Question : M. le Conservateur, pouvez-vous nous entretenir sur le concept de la renaissance culturelle au Niger notamment à travers les musées ?

Réponse : Merci beaucoup de cette opportunité que vous m’offrez encore de m’exprimer sur un sujet combien important. C’est pour moi un sentiment de satisfaction et de fierté de voir que le Ministère en charge de la Culture est chapeauté par le concept de renaissance culturelle. Ceci démontre l’intérêt qu’accordent les autorités de la 7ème République au secteur de la culture longtemps relégué au second plan.

De prime abord, je dois faire un regard sur ce que c’est la renaissance ou le concept de la renaissance tel que défini dans le petit Robert comme étant un nouvel essor d’une institution, d’une société, d’une activité voire tout renouveau qui s’inscrit dans une nouvelle vision. La renaissance peut se traduire aussi comme étant un changement de comportement et de pensée.

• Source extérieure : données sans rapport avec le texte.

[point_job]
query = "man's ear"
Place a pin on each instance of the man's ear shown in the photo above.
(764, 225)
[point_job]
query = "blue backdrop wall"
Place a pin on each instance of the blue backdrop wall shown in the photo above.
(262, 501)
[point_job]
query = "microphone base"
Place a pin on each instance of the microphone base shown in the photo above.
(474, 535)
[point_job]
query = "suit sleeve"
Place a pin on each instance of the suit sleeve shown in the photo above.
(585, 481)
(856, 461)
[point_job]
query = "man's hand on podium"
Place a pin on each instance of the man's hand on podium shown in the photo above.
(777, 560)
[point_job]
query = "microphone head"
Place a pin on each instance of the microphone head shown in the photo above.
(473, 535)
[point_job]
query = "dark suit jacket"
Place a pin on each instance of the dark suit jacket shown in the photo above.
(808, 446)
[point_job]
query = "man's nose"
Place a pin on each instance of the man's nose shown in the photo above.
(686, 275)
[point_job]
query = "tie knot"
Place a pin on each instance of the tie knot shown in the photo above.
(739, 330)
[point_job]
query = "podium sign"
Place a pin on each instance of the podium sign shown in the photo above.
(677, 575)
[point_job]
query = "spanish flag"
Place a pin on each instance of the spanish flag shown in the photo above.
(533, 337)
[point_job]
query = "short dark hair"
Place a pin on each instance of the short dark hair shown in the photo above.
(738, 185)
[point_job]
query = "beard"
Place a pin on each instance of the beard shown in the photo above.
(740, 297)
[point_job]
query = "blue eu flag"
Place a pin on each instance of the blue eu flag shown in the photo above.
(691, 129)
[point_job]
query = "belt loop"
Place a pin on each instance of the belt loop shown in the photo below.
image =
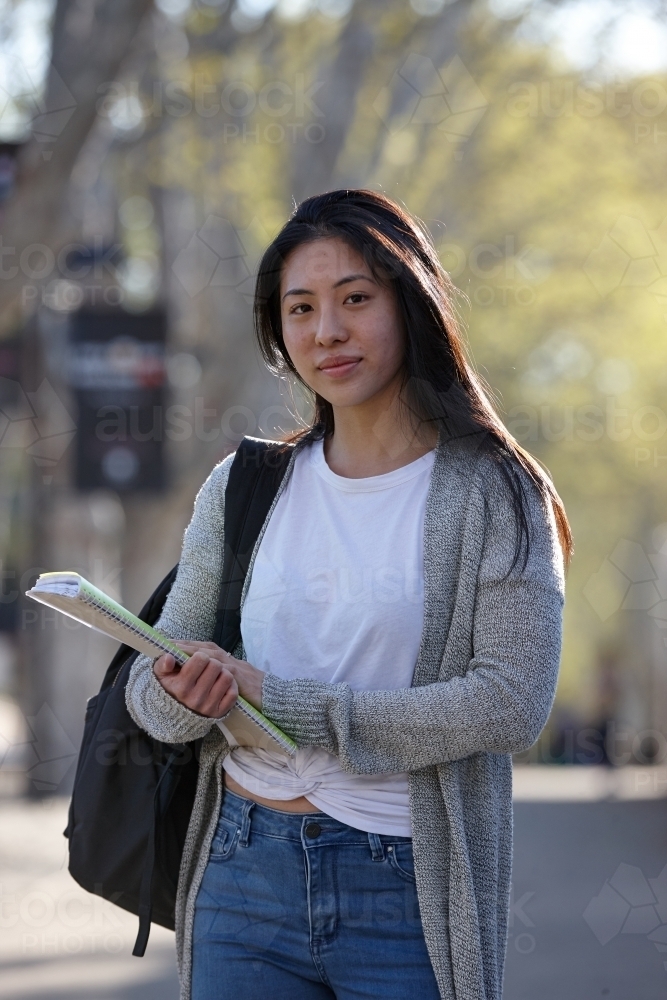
(376, 846)
(245, 823)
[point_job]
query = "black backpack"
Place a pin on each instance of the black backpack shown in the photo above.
(133, 795)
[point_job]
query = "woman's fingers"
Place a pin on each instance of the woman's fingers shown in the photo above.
(164, 665)
(202, 683)
(223, 695)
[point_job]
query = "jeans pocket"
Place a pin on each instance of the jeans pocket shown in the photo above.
(402, 861)
(225, 840)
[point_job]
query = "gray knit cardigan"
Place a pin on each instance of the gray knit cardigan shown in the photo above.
(483, 686)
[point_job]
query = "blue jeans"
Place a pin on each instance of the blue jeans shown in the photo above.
(299, 906)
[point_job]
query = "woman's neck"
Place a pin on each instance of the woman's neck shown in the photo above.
(371, 440)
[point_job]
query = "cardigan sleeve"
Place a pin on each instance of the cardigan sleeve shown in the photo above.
(503, 699)
(189, 613)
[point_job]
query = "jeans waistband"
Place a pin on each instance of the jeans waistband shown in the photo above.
(315, 829)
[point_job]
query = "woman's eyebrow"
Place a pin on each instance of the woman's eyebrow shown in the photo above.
(341, 281)
(353, 277)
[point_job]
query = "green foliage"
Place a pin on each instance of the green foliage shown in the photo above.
(545, 195)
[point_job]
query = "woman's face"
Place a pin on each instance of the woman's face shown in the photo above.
(341, 328)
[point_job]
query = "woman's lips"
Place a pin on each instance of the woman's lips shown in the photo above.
(338, 367)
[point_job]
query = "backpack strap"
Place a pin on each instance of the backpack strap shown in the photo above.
(254, 480)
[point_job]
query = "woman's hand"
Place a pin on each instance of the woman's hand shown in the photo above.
(248, 678)
(203, 683)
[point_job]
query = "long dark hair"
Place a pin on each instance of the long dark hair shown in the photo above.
(440, 384)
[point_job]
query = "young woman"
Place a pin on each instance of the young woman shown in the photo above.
(401, 620)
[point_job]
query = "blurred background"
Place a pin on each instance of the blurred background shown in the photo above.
(148, 152)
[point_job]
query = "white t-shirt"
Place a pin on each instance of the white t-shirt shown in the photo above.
(337, 594)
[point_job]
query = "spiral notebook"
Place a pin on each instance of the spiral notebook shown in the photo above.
(79, 599)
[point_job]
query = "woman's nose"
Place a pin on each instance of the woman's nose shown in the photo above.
(330, 329)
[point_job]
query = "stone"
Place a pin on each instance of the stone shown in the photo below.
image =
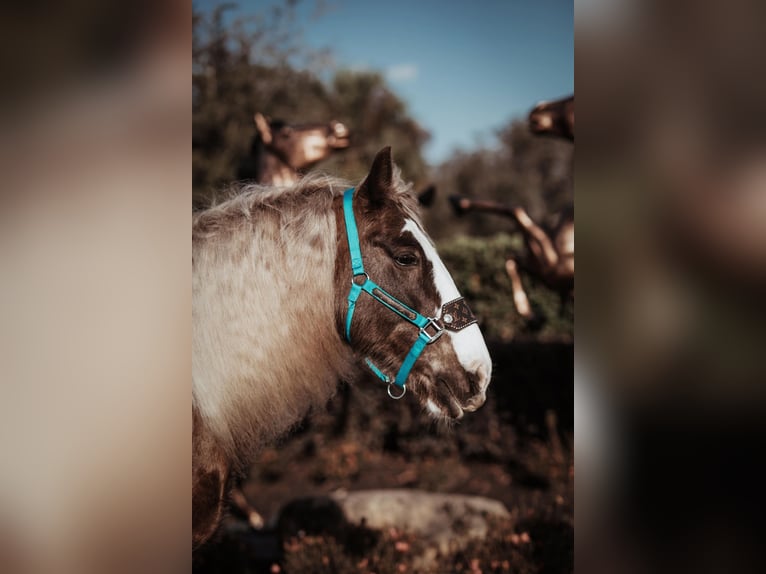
(441, 521)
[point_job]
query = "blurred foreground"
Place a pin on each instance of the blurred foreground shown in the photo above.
(517, 449)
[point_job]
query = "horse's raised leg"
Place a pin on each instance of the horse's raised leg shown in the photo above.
(539, 243)
(210, 483)
(520, 299)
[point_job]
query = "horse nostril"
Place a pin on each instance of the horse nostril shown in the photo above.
(475, 402)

En faisant une sorte d’historique de la renaissance, elle trouve son origine à partir du 15ème siècle en Italie, pour se répandre dans le reste de l’Europe. Elle est singulièrement marquée par un retour aux idées, à l’art, à l’architecture, aux antiquités Gréco-latines, période historique allant du 14ème au 15ème siècle jusqu’à la fin du 16ème siècle qui signifie la période du moyen-âge. La renaissance dans l’espace où elle était née a provoqué un grand mouvement des artistes et intellectuels dont des peintres très célèbres tels que Rafael, Léonard de Vinci qui ont retracé des scènes de vie par rapport à cette renaissance.

Cette vision de l’art fait aujourd’hui la beauté du Vatican ou des fresques et tableaux splendides de ces artistes dits de la renaissance décorent la Basilique Saint Pierre de Rome. Donc pour nous, si on peut se résumer, le contexte de la renaissance signifie un essor d’échanges d’idées et d’expressions nouvelles et non des gymnastiques intellectuelles stériles pour en trop parler autour de l’étymologie du mot « renaissance ». Il s’agit dans le contexte du Niger, de prendre la renaissance comme nouvel essor, un changement de comportement pour faire sortir la culture de sa torpeur. Comme on peut se rendre à l’évidence, les musées sont les opérateurs de cette renaissance depuis sa naissance en Italie.

Question : Quelles stratégies adopteraient les musées pour être de véritables opérateurs de cette renaissance et quelle serait la phase opératoire ?

Réponse : En effet dans la série de rencontres déjà entreprises par le Ministre en charge de la renaissance culturelle, des rapprochements de points de vue se sont dégagés. Des questions ont été posées par des personnes chevronnées et rompues à la tâche dans le domaine de la culture lors des discussions. Toutefois, au regard de certaines questions posées par ci, par là c’est comme s’il s’agit d’une nouvelle culture ou une nouvelle naissance de la culture. Certes, tout le monde sait que la culture nigérienne existe. Donc le problème n’est pas de naître ou de faire renaître cette culture mais plutôt adopter un comportement nouveau pour une revitalisation de ce secteur. On poserait certainement la question de savoir à quel niveau ou à quelle couche de la société faudrait-il commencer ce changement de comportement. Pour moi, ce changement de comportement serait inclusif à l’endroit de toutes les couches sociales car, lorsqu’on veut prendre un bain curatif, il doit concerner toutes les parties du corps pour une meilleure efficacité du remède prescrit.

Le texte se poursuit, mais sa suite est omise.